HI Gourav
When I join I get OOM. To address this my thought was to split my tables into
small batches of rows. And then join the batch together then use union. My
assumption is the union is a narrow transform and as such require fewer
resources. Let say I have 5 data frames I want to join together and each has
300 rows
I want to create 15 data frames.
Set1 = {11, 12, 13, 14, 15}
Set2 = {21, 22, 23, 24, 25}
Set3 = {31, 32, 33, 34, 35)
The joined the “batch
S1joinDF = 11.join(12).join(13).join(14).join(15)
S2joinDF = 21.join(22).join(23).join(24).join(25)
S3joinDF = 31.join(32).join(33).join(34).join(35)
resultDF = S1joinDF.union( S2joinDF ) .union( S3joinDF )
The I originally wrote my code is as follows. Based on my unit test it turns
out I need to call orderBy on every iteration of the for loop. I tried sorting
outside of the while loop, did not resolve problem Given the size of my
dataframes that is going crush performance. My unit test works. I never ran it
on my real data set.
# Create a copy of original dataframe
copyDF = df.orderBy("Name")
# copyDF.show()
i = 0
while i < numberOfSplits:
self.logger.warn("i:{}".format(i))
# Get the top `numRows` number of rows
# note take() is an action
# limit() is a transformation
topDF = copyDF.limit( numRows )
# Truncate the `copy_df` to remove
# the contents fetched for `temp_df`
# original quant.sf files are sorted by name however
# we must use order by, else the row names between
# GTEx sample will not be the same
# we can not simply sort or orderBy once. we have to
# do this on every iteration
copyDF = copyDF.subtract(topDF).orderBy( "Name" )
retList[i] = topDF
# Increment the split number
i += 1
if remainingRows > 0 :
self.logger.info("AEDWIP writing last i:{}
len(retList):{}".format(i, len(retList)))
retList[i] = copyDF
#copyDF.show()
#retList[i].show()
okay so that the background. Rather than use order by. I thought if I could add
a row number I could easily split up mydata frames.
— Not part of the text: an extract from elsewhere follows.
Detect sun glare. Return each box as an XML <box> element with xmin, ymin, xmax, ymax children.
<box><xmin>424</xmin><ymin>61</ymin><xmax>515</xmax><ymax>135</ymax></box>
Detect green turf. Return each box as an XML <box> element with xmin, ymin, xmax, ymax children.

My code would look a lot
like what I would write in pandas or R
while i < numBatches:
start = i * numRows
end = start + numRows
print("\ni:{} start:{} end:{}".format(i, start,end))
df = trainDF.iloc[ start:end ]
There does not seem to be an easy way to do this.
https://spark.apache.org/docs/latest/api/python/reference/api/pyspark.sql.functions.monotonically_increasing_id.html
The generated ID is guaranteed to be monotonically increasing and unique, but
not consecutive.
Comments and suggestions appreciated
Andy
From: Gourav Sengupta <[email protected]>
Date: Monday, January 10, 2022 at 11:03 AM
To: Andrew Davidson <[email protected]>
Cc: "user @spark" <[email protected]>
Subject: Re: How to add a row number column with out reordering my data frame
Hi,
I am a bit confused here, it is not entirely clear to me why are you creating
the row numbers, and how creating the row numbers helps you with the joins?
Can you please explain with some sample data?
Regards,
Gourav
On Fri, Jan 7, 2022 at 1:14 AM Andrew Davidson <[email protected]>
wrote:
Hi
I am trying to work through a OOM error. I have 10411 files. I want to select a
single column from each file and then join them into a single table.
The files have a row unique id. However it is a very long string. The data file
with just the name and column of interest is about 470 M. The column of
interest alone is 21 m. it is a column over 5 million real numbers.
So I thought I would save a lot of memory if I can join over row numbers.
# create dummy variable to orderby https://www.py4u.net/discuss/1840945
w = Window().orderBy(lit('A'))
sampleDF = sampleDF.select( ["NumReads"] )\
.withColumnRenamed( "NumReads", sampleName )\
.withColumn( "tid",row_number().over(w) )
This code seem pretty complicated as someone coming from pandas an R
dataframes. My unit test works however it generates the following warning.
WARN WindowExec: No Partition Defined for Window operation! Moving all data to
a single partition, this can cause serious performance degradation.
Is there a better way to create a row number with our reordering my data? The
order is important
Kind regards
Andy